Why does the largest square inside a triangle share a side with said triangle

Question

There are many questions on this side asking to compute the area of the largest square that fits in a triangle (equilateral or more general). All otherwise excellent answers (and some of the questions) seem however to take for granted that this square should have one of its side lying entirely on one of the sides of the triangle, while the two corners of the square not on this side should each touch one of the other sides of the triangle.

When we accept this, calculating the area's is not that hard, but how do we know that the largest square does indeed have this position? Why can a square 'balancing' on one of its corners never be largest? How would you prove this?

Answer 1

Intuition is that if no side of the square lies along a side of the triangle then there is room left to "jiggle" the square until one of its sides lines up with a side of the triangle, then "inflate" it larger. Therefore the maximal square must have one side on a side of the triangle, and the other two vertices on the other sides of the triangle.

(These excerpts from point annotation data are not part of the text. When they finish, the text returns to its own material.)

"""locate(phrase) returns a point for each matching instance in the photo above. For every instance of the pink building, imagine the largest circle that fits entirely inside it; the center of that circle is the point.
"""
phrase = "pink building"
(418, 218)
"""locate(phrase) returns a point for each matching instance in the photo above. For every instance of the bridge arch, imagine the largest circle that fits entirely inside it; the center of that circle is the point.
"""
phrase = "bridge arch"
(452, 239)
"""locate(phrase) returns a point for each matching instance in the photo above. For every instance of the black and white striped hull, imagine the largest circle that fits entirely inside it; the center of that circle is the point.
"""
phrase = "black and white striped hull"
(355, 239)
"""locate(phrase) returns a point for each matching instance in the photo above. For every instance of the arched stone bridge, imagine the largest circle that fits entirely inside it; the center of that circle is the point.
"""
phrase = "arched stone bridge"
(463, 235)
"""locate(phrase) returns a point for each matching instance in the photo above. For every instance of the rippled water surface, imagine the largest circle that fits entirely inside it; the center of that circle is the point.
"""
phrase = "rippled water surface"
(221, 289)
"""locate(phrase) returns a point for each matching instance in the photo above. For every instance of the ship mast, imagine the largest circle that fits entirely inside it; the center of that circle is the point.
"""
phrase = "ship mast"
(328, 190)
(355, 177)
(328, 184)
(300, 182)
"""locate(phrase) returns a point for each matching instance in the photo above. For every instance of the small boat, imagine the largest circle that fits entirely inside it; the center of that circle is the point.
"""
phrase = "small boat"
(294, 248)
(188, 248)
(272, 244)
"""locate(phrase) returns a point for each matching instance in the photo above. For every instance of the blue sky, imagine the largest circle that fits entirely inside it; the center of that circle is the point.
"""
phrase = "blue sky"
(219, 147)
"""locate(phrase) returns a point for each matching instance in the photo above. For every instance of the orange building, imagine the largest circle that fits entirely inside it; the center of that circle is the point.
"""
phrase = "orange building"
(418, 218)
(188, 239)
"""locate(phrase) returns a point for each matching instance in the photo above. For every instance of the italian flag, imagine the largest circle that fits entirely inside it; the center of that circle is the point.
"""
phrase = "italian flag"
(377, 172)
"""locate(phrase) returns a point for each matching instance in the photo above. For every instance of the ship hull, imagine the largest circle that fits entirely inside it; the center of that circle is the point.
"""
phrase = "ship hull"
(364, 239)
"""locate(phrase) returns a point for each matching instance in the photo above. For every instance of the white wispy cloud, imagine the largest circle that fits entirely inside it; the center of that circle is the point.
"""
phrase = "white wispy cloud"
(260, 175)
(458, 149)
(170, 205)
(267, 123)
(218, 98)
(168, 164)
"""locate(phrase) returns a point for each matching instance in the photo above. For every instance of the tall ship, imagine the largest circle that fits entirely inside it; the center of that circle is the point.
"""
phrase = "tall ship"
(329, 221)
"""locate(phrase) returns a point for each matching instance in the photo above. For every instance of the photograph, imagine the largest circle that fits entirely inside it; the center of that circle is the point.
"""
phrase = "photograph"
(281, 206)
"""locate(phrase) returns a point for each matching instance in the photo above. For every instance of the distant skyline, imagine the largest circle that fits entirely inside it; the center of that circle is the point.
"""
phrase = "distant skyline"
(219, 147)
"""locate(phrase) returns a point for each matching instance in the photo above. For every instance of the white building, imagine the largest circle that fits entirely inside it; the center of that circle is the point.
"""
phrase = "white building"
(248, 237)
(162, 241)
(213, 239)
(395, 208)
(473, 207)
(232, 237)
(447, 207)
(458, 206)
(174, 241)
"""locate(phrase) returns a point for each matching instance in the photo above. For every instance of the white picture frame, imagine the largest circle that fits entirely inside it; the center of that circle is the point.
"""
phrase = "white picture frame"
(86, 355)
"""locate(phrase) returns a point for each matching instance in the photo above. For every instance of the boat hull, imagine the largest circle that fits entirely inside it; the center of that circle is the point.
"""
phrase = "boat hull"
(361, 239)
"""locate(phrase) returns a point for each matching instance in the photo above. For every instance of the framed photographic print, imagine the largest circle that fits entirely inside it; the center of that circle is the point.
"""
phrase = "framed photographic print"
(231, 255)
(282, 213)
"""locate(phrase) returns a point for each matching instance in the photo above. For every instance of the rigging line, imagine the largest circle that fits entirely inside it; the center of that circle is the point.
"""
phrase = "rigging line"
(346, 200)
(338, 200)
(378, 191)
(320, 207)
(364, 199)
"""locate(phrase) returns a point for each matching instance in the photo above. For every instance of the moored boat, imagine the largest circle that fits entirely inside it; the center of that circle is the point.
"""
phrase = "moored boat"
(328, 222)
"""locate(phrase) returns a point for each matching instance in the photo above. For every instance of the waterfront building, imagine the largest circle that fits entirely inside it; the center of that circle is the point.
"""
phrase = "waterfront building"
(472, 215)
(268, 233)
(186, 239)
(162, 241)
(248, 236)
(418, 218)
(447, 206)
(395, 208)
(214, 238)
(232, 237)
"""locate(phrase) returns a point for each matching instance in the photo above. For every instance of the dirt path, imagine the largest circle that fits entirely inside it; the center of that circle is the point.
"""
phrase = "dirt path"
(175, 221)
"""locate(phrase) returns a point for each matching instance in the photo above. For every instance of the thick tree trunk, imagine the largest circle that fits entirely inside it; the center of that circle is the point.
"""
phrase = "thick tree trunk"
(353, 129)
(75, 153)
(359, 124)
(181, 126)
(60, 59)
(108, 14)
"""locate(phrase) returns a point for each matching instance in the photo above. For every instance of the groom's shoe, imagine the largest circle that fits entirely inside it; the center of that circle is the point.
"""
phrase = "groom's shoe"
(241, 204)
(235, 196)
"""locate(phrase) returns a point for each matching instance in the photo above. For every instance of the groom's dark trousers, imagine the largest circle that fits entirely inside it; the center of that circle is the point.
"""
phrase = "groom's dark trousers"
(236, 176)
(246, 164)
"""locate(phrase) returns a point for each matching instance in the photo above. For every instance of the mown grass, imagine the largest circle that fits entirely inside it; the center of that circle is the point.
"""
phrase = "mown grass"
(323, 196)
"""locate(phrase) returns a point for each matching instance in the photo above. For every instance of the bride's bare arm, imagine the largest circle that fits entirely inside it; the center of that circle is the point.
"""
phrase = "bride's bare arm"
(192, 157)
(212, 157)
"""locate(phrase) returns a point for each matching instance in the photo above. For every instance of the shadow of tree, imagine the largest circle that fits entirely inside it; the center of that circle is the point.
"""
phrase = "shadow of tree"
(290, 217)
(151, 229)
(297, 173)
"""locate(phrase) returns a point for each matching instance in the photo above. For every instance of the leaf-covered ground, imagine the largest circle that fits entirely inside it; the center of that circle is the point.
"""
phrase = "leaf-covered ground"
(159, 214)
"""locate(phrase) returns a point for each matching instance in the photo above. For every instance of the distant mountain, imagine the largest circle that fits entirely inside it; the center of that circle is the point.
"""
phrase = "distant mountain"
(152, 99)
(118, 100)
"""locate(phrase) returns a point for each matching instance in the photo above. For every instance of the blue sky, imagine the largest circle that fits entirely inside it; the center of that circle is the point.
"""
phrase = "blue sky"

Proving that rigorously is not trivial, though. John M. Sullivan's paper Polygon in Triangle: Generalizing a Theorem of Post proves the following more general statements for arbitrary convex polygons inside a triangle, not just squares:

If a convex polygon P is contained in a triangle T, it can be rigidly moved, staying inside T , until one of its edges lies along an edge of T.

Among the polygons inside a triangle T which are similar to a given polygon P, any largest one sits rigidly inside T.